Market Update and Outlook
"Focusing on the U.S., ARLP’s teams effectively managed around the disruptive weather conditions encountered during the 2019 Quarter," said Mr. Craft. "Unprecedented flooding and high water levels significantly disrupted barge deliveries throughout the river and port systems, delaying the shipment of approximately 750,000 tons of ARLP’s expected deliveries during the 2019 Quarter. Looking ahead, once river and gulf port conditions return to normal, we anticipate ARLP’s delayed shipments will be made up over the next several months. We also expect lower customer inventory levels in the eastern U.S. should support utility coal purchases in the second half of 2019, allowing us to meet our domestic sales target of approximately 32.5 million tons for the year — a 10% gain over 2018 results."

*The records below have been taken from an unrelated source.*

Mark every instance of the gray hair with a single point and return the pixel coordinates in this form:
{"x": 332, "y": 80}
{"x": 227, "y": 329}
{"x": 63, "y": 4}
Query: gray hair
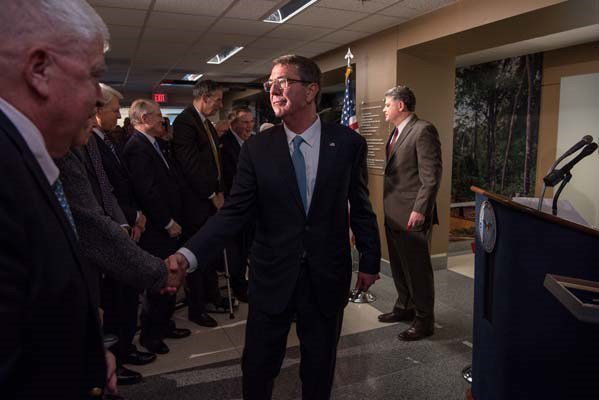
{"x": 403, "y": 93}
{"x": 139, "y": 108}
{"x": 71, "y": 24}
{"x": 205, "y": 88}
{"x": 109, "y": 93}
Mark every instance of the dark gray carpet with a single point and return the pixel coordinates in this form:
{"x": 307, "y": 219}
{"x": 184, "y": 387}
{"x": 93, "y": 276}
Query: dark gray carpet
{"x": 370, "y": 365}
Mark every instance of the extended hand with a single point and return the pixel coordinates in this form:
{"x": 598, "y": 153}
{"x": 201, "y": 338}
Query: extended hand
{"x": 366, "y": 280}
{"x": 110, "y": 373}
{"x": 218, "y": 200}
{"x": 416, "y": 219}
{"x": 175, "y": 230}
{"x": 141, "y": 222}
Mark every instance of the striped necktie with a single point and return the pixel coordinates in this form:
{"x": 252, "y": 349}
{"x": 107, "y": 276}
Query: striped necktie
{"x": 64, "y": 204}
{"x": 299, "y": 165}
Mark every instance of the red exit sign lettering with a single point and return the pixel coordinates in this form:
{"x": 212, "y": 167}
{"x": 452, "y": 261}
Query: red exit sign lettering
{"x": 160, "y": 98}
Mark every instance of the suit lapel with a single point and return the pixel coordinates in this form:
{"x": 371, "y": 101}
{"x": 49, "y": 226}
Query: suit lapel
{"x": 152, "y": 150}
{"x": 42, "y": 183}
{"x": 326, "y": 161}
{"x": 402, "y": 138}
{"x": 284, "y": 164}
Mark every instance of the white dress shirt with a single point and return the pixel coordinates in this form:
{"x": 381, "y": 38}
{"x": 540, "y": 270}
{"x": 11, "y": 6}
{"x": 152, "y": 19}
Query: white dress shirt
{"x": 34, "y": 140}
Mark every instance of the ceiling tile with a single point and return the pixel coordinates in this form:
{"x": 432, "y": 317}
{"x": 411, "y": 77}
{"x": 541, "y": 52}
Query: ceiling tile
{"x": 400, "y": 10}
{"x": 343, "y": 37}
{"x": 162, "y": 35}
{"x": 137, "y": 4}
{"x": 376, "y": 23}
{"x": 197, "y": 7}
{"x": 427, "y": 5}
{"x": 251, "y": 9}
{"x": 121, "y": 16}
{"x": 227, "y": 40}
{"x": 316, "y": 47}
{"x": 242, "y": 27}
{"x": 118, "y": 32}
{"x": 326, "y": 17}
{"x": 179, "y": 21}
{"x": 287, "y": 31}
{"x": 357, "y": 5}
{"x": 121, "y": 48}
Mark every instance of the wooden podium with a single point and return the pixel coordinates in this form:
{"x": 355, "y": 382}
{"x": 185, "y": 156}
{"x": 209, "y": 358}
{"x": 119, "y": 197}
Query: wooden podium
{"x": 527, "y": 345}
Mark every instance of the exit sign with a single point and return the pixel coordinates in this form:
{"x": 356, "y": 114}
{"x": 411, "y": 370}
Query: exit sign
{"x": 160, "y": 98}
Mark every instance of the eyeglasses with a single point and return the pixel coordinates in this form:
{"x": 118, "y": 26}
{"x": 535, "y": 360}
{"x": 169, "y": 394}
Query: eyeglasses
{"x": 282, "y": 83}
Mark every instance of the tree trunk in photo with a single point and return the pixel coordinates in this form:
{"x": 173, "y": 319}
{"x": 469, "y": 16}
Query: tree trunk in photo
{"x": 527, "y": 152}
{"x": 510, "y": 132}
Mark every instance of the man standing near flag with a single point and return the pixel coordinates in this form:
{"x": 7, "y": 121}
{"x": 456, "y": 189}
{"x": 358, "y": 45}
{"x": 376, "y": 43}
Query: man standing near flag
{"x": 412, "y": 179}
{"x": 295, "y": 181}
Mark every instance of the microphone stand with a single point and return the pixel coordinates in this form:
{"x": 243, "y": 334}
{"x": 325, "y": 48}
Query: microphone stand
{"x": 567, "y": 177}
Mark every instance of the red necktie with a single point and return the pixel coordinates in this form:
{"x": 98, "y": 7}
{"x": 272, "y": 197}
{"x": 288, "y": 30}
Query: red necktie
{"x": 392, "y": 142}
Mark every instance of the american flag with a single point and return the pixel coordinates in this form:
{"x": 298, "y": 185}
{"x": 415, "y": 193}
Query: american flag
{"x": 348, "y": 115}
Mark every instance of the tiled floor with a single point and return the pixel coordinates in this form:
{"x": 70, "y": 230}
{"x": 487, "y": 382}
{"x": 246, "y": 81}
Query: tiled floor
{"x": 371, "y": 363}
{"x": 225, "y": 342}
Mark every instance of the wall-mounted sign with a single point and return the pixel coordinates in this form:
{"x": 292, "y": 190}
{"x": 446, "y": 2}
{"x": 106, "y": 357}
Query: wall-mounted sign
{"x": 376, "y": 132}
{"x": 160, "y": 98}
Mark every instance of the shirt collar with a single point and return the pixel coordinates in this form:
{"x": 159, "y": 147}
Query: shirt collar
{"x": 152, "y": 139}
{"x": 310, "y": 135}
{"x": 239, "y": 140}
{"x": 99, "y": 132}
{"x": 33, "y": 138}
{"x": 403, "y": 123}
{"x": 200, "y": 114}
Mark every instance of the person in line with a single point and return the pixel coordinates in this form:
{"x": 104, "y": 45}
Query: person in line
{"x": 412, "y": 178}
{"x": 295, "y": 180}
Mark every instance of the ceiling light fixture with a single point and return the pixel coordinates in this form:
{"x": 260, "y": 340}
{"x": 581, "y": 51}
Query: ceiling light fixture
{"x": 288, "y": 11}
{"x": 192, "y": 77}
{"x": 225, "y": 55}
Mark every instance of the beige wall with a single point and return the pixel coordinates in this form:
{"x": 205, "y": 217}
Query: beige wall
{"x": 421, "y": 53}
{"x": 576, "y": 60}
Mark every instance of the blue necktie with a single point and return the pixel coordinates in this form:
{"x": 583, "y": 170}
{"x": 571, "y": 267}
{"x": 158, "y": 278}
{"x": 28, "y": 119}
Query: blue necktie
{"x": 64, "y": 204}
{"x": 159, "y": 150}
{"x": 299, "y": 164}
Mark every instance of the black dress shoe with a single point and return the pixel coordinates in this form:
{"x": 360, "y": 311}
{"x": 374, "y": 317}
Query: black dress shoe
{"x": 126, "y": 376}
{"x": 154, "y": 345}
{"x": 420, "y": 329}
{"x": 397, "y": 316}
{"x": 138, "y": 358}
{"x": 203, "y": 319}
{"x": 178, "y": 333}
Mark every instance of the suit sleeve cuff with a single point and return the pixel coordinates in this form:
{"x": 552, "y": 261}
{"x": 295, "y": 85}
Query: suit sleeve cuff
{"x": 191, "y": 259}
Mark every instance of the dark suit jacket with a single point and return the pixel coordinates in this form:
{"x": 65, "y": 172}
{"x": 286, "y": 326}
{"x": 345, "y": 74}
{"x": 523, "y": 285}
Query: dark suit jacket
{"x": 413, "y": 175}
{"x": 120, "y": 179}
{"x": 229, "y": 157}
{"x": 158, "y": 191}
{"x": 50, "y": 341}
{"x": 284, "y": 235}
{"x": 104, "y": 243}
{"x": 192, "y": 152}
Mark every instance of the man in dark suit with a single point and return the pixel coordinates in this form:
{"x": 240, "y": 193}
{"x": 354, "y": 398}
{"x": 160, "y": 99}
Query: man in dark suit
{"x": 242, "y": 124}
{"x": 156, "y": 184}
{"x": 412, "y": 178}
{"x": 195, "y": 149}
{"x": 50, "y": 342}
{"x": 296, "y": 180}
{"x": 119, "y": 300}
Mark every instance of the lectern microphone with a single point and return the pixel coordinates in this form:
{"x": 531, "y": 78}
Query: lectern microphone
{"x": 556, "y": 176}
{"x": 587, "y": 139}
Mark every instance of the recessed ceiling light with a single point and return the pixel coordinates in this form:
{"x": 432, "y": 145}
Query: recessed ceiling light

Mr. Craft continued, "Internationally, transportation congestion, falling natural gas prices in Europe, and aggressive discounting by foreign producers have created pressure in the seaborne thermal coal markets, driving all international thermal indexes significantly lower. Although we continue to view long term fundamentals for international coal favorably and expect current market conditions to improve, the timing of this improvement over the balance of 2019 is unclear. In response, we are lowering our 2019 target for export coal sales to approximately 11.0 million tons and delaying our planned growth ramp for Illinois Basin coal volumes by approximately 1.0 million tons this year. ARLP now anticipates full year 2019 results near the lower end of guidance ranges for total coal sales and production tons, revenues, net income and EBITDA. Combining our coal outlook with increased contributions from ARLP’s oil & gas royalty platform, ARLP plans to deliver solid year-over-year growth in 2019 and generate healthy distributable cash flow supporting our continuing goal of increasing quarterly unitholder distributions while maintaining a comfortable coverage ratio."